The biggest gotcha: Companies must make sweeping changes to their business processes to match the software. "The most time-consuming activity is the training and change management process to move people in the various line offices and departments from one way of doing business to another," says David Ernst, CIO and assistant vice chancellor for IT services at California State University.
Time-consuming indeed. CSU is still a year away from completing installation of PeopleSoft finance, human resources, and student administration applications at its 23 campuses--a project begun in 1999 that will cost $400 million by the time it's over. "It's right on schedule," Ernst says. Amazingly, that's eight years from start to finish--reason enough for the remaking of ERP.
Consolidation Conundrum SAP and Oracle are the two largest ERP vendors, and Microsoft is making a major push with its Dynamics applications. Other players include Infor (in the process of acquiring SSA Global Technologies), Sage Group, and Lawson Software, which acquired Intentia International in April. The market is mature: ERP license revenue, at just over $6 billion last year, will grow about 5% annually this year and next, according to Gartner.
Industry consolidation has made product selection harder than ever, as the threat of obsolescence hangs over applications that move from one vendor to another. Oracle's portfolio includes applications from JD Edwards, PeopleSoft, and Siebel in addition to its own E-Business Suite, all of which are being mashed together under a project dubbed Fusion.

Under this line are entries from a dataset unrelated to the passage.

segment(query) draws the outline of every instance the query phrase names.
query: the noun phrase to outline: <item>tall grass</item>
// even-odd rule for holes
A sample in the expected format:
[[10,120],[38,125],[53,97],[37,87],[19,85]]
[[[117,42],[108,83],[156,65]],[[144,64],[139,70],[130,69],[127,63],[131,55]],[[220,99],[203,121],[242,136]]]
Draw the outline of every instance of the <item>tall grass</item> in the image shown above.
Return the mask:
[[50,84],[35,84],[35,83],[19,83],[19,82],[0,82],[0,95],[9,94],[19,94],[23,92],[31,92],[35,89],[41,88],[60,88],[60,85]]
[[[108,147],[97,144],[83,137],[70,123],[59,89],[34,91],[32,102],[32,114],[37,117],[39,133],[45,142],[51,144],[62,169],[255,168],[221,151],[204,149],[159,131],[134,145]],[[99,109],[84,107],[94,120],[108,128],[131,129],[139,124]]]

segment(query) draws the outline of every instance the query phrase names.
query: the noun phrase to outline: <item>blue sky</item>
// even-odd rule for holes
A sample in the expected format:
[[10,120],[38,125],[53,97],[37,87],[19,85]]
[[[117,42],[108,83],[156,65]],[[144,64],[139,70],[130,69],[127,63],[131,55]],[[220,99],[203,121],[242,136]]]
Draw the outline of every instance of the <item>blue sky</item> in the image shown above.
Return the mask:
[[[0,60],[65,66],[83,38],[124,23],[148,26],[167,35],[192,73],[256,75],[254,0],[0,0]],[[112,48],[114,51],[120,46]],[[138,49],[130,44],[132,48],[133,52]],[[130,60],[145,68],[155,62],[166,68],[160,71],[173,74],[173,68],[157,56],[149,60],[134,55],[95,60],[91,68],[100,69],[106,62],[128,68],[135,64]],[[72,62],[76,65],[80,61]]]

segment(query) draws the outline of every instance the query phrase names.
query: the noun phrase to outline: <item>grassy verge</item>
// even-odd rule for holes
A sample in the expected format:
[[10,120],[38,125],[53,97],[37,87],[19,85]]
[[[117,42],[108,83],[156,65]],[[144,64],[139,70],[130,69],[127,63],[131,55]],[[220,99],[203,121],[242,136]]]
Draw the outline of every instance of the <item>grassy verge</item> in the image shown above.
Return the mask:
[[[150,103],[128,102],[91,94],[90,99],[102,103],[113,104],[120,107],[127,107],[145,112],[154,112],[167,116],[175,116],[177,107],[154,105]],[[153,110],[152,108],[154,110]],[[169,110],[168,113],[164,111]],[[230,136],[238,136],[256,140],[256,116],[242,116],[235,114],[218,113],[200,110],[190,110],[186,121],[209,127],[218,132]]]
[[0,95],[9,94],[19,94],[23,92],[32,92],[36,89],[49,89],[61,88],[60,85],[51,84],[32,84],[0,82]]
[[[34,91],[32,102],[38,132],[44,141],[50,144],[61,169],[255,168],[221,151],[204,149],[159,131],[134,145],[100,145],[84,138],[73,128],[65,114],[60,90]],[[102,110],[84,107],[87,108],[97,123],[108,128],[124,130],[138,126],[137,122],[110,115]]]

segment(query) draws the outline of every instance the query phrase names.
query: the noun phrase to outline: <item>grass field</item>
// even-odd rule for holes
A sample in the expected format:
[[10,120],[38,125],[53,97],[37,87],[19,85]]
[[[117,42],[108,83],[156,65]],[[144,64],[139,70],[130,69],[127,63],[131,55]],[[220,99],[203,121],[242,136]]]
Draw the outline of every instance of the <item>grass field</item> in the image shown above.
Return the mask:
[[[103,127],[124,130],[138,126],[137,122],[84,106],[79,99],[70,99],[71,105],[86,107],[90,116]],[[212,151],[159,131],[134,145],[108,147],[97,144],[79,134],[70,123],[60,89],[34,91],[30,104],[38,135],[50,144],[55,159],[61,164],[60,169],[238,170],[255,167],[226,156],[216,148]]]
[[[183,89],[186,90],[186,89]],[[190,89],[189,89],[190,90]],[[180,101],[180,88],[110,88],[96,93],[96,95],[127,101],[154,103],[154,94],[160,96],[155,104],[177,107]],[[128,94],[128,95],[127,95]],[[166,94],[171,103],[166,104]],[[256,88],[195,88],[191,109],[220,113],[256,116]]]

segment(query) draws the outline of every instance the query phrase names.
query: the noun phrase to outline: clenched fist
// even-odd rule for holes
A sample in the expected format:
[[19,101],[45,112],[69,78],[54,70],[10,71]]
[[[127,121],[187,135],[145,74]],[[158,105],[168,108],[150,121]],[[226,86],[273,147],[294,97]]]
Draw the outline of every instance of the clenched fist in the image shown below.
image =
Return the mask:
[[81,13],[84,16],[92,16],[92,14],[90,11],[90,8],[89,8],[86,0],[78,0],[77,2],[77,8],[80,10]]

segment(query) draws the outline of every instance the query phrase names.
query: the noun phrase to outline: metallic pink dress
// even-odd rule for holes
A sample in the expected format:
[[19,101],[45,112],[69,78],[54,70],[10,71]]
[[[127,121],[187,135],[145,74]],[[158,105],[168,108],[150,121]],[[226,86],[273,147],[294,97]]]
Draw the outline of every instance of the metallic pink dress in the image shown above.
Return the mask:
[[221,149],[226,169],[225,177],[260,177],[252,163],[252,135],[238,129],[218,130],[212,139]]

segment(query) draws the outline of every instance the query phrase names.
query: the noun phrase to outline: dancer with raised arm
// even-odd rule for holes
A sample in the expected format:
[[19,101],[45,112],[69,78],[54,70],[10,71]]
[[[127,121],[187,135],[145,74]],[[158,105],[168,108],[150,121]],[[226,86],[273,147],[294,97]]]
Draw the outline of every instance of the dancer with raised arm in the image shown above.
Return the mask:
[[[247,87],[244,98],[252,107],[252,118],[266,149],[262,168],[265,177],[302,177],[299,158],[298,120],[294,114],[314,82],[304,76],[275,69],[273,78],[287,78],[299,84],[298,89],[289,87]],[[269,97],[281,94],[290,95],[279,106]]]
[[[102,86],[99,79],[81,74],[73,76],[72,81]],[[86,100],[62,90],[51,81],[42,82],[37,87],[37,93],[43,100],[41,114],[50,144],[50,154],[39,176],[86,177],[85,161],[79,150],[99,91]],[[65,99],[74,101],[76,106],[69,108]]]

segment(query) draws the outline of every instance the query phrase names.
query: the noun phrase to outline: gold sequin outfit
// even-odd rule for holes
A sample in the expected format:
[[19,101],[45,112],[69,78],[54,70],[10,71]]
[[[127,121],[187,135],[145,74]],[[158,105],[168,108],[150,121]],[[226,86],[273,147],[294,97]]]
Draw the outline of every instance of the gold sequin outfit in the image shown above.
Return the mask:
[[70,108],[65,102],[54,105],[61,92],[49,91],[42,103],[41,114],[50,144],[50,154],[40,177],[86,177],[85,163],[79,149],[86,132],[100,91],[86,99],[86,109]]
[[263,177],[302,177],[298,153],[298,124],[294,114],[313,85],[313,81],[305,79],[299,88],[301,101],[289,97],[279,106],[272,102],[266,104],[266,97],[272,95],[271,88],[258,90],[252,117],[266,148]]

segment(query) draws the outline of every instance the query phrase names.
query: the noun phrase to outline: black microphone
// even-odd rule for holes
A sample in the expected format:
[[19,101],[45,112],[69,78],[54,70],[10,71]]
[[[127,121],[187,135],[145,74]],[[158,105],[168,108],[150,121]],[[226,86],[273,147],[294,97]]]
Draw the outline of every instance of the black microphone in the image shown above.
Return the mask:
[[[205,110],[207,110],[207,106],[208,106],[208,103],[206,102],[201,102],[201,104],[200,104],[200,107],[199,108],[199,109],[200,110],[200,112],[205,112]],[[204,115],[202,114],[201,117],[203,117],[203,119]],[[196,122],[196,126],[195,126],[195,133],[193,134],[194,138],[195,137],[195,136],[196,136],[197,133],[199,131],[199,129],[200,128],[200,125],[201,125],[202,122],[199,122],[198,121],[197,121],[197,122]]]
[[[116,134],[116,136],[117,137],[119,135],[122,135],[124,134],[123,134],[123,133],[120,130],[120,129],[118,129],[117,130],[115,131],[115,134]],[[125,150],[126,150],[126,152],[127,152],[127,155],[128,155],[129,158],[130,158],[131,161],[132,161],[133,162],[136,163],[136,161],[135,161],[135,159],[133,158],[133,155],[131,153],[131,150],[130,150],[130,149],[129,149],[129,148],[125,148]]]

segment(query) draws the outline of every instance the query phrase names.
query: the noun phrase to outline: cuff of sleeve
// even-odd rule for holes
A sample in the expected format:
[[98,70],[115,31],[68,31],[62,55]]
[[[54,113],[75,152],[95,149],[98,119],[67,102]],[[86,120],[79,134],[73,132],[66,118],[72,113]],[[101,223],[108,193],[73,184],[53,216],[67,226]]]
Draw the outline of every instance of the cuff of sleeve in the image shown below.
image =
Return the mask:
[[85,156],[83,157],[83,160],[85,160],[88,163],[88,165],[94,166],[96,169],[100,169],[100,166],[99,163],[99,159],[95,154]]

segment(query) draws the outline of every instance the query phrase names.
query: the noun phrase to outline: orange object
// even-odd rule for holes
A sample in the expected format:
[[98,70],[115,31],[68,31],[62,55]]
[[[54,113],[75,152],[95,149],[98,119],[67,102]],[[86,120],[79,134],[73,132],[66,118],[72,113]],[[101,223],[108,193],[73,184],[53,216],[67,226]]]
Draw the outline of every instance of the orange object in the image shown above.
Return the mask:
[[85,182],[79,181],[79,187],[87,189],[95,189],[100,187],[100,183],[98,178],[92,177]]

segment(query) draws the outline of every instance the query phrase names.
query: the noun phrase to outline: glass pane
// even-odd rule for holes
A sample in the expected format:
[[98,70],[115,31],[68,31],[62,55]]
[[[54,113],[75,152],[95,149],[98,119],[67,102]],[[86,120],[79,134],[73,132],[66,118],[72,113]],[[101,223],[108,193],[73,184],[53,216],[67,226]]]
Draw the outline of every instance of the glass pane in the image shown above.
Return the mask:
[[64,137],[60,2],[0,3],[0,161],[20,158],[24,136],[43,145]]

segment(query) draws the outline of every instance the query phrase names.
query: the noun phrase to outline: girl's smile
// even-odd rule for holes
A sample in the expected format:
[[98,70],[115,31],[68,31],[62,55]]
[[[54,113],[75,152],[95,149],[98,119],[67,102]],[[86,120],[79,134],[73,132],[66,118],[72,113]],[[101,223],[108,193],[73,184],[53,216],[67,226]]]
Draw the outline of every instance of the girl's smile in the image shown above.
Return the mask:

Microsoft sells four acquired suites--from Axapta, Great Plains, Navision, and Solomon--which are being rolled together under the Dynamics brand name.
A key question is whether all this development work by the vendors will translate into a better customer experience, both for those diving into ERP for the first time and those embarking on upgrades. Will projects be completed faster and at lower cost? Vendors suggest they will--though we'll believe it when we see it. Will employees find the new applications more useful and better integrated with their other desktop tools? Almost certainly. Microsoft already has tied its Outlook E-mail client into the Great Plains suite, and connections between Microsoft's Office applications and other ERP apps are planned. SAP, with Microsoft's help, is going in the same direction.
All three vendors are moving their ERP apps to Web services and service-oriented architectures. That means their forthcoming ERP applications should be easier to deploy and integrate with other vendors' software, so IT departments can react more quickly when business units need new functionality. Companies looking to add features to their core applications should be able to choose from a richer menu, in contrast to when they had to install the whole darned application module whether they wanted the bells and whistles or not.
The vendors are talking a good game. Upgrades from SAP's aging R/3 to mySAP ERP 2005, for example, can be done in 60 days, says Shai Agassi, president of SAP's product and technology group. Early reports of successful upgrades among SAP customers bear that out, says Mike Perroni, president of the Americas' SAP users group and a VP at Halliburton in charge of that company's applications team.